What the sliders actually do
Model parameters change how the AI chooses the next words. They do not rewrite your scenario, repair weak memory, or make every model behave the same. They shape pacing, variation, repetition, and how adventurous the prose feels.
The main controls
These settings work together. Think of them as steering the model's word choice, not as quality switches.
Temperature
Controls how bold or predictable the writing feels.
- Too low can feel dry or stuck.
- Too high can invent facts or lose who is in the scene.
Top P
Limits the pool of possible words before the model chooses one.
- Top P and Temperature both affect variety.
- If both are high, the model may become unstable.
Max Tokens
Sets how much the model may write in one reply.
- Long replies can stall if the model narrates around the point.
- Short replies can feel abrupt if the scene needs atmosphere.
Presence Penalty
Encourages the model to introduce new details instead of staying on the same idea.
- Too high can make the AI throw in random new elements.
- Use gently for continuity-heavy stories.
Frequency Penalty
Discourages repeated words and phrases.
- Too high can make prose sound strained.
- Better for style cleanup than story direction.
Repetition Penalty
A stronger anti-loop control used by some NanoGPT models.
- Some models need it. Others get worse with it.
- Raise slowly, especially on prose-heavy models.
Top K
Caps how many word options are considered.
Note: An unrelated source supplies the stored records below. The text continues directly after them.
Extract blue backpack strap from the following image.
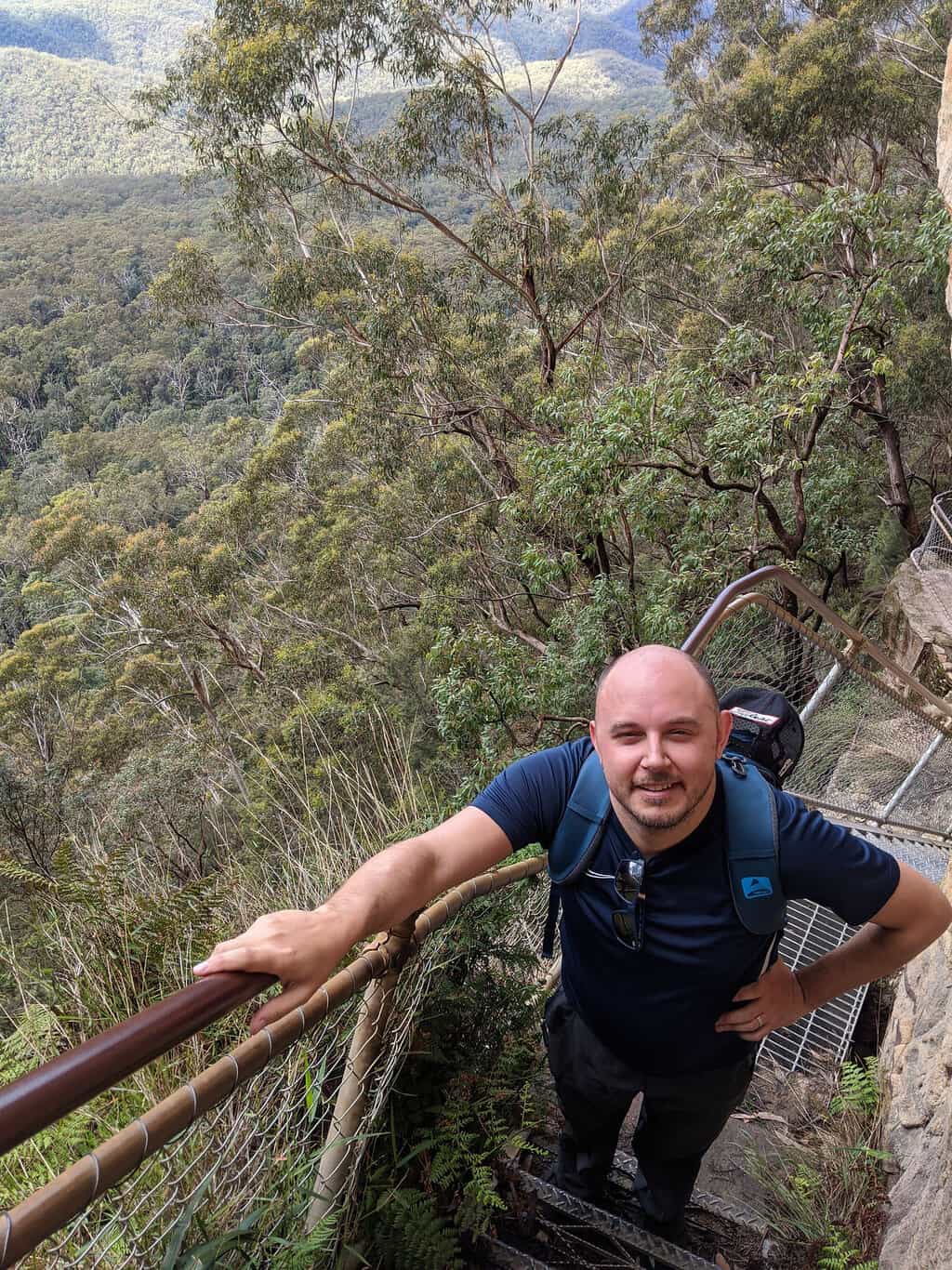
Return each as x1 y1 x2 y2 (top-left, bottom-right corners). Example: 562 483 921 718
717 750 787 934
542 749 612 958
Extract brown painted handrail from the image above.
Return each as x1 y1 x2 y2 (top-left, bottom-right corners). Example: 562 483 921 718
681 564 952 726
0 974 275 1156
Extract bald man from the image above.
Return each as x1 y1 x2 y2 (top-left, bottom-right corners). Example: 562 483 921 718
195 645 952 1237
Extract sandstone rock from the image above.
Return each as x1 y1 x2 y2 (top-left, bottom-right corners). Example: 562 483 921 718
879 875 952 1270
935 45 952 335
882 560 952 694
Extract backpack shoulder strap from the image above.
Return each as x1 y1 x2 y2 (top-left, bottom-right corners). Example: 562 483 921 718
717 750 787 934
549 749 612 886
542 749 612 958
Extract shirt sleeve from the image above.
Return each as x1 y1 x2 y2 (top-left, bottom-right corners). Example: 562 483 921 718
472 738 591 851
775 790 899 926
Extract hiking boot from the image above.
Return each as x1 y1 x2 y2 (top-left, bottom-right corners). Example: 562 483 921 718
632 1169 688 1243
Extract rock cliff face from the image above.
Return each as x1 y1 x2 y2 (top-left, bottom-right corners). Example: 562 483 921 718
879 36 952 1270
935 45 952 332
881 560 952 696
879 875 952 1270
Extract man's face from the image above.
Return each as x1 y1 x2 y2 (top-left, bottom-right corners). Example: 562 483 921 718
591 649 731 840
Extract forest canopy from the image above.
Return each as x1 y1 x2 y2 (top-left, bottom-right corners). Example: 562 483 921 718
0 0 952 1260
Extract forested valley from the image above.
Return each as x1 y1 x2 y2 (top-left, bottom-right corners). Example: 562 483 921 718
0 0 952 1265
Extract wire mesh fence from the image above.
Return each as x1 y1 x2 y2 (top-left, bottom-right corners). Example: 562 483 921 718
702 584 952 836
913 490 952 570
0 574 952 1270
0 860 542 1270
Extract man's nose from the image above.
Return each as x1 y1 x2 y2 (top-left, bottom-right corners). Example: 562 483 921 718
641 733 668 768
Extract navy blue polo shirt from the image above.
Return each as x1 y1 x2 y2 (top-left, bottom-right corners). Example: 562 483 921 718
472 736 899 1075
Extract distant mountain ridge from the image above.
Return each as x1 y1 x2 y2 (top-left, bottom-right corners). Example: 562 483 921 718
0 0 668 181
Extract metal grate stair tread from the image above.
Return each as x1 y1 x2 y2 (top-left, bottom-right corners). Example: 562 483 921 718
515 1170 719 1270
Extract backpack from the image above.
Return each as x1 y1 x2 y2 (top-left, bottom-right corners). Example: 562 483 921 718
542 688 803 958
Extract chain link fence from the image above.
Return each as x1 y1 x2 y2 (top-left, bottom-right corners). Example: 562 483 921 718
913 490 952 570
0 857 545 1270
702 593 952 836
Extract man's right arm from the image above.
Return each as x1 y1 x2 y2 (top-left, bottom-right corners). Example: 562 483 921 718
195 806 513 1033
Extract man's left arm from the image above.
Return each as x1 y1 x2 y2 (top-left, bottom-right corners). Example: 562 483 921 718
716 864 952 1041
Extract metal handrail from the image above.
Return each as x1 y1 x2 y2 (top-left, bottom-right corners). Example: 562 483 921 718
0 856 546 1270
681 565 952 735
0 972 277 1156
0 566 952 1270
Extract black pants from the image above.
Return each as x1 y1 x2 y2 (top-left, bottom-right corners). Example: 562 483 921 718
542 988 754 1222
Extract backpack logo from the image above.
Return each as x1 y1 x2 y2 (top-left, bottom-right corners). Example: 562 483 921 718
740 878 773 899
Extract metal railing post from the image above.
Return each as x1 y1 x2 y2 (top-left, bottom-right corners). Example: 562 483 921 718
800 640 857 726
305 913 416 1231
882 732 948 820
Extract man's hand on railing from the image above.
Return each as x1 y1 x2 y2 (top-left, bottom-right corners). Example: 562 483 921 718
195 908 359 1033
195 806 513 1033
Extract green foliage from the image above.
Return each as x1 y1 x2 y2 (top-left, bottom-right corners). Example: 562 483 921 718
816 1227 879 1270
367 1187 465 1270
830 1057 882 1117
747 1058 890 1270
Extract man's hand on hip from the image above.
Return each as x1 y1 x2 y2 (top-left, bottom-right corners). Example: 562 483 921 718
715 959 809 1040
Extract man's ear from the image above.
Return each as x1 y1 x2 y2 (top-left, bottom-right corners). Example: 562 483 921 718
717 710 734 759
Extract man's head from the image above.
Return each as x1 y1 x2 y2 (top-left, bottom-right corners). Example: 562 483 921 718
590 644 733 848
- Leave it alone unless a model feels noisy.
- Too low can make every reply feel similar.
Min P
Filters out very unlikely word choices.
- Useful when a model collapses into strange wording.
- Too high can flatten creativity.
Why one model hates another model's settings
Each model has its own training style, default sampling behavior, context handling, and tendency toward repetition. Parameters amplify those traits. They do not affect every model evenly.
A model built for banter may work beautifully at higher Temperature, but the same setting on a lore-heavy model can make it invent family history or jump to the wrong character.
A model that handles huge context may need lower Temperature and fewer novelty penalties. It already has a lot to track, so pushing it to add more can scatter the scene.
A model that repeats itself may improve with Repetition Penalty or Frequency Penalty. A cleaner model can become awkward if those same penalties are too high.
A prose-heavy model often benefits from more tokens and moderate variety. If replies become all atmosphere and no movement, reduce length or raise Presence Penalty slightly.
Roleplay tuning examples
Slow-burn romance
- Temperature: moderate to high
- Top P: high enough for emotional nuance
- Presence Penalty: low to moderate
- Max Tokens: medium or long
Investigation or mystery
- Temperature: lower to moderate
- Top P: moderate
- Presence Penalty: low
- Max Tokens: medium
Combat or chase scene
- Temperature: moderate
- Top P: moderate
- Presence Penalty: moderate
- Max Tokens: short or medium
Loop repair
- Lower Temperature slightly
- Raise Frequency Penalty gently
- Raise Repetition Penalty gently
- Tell the scene to cut to a new action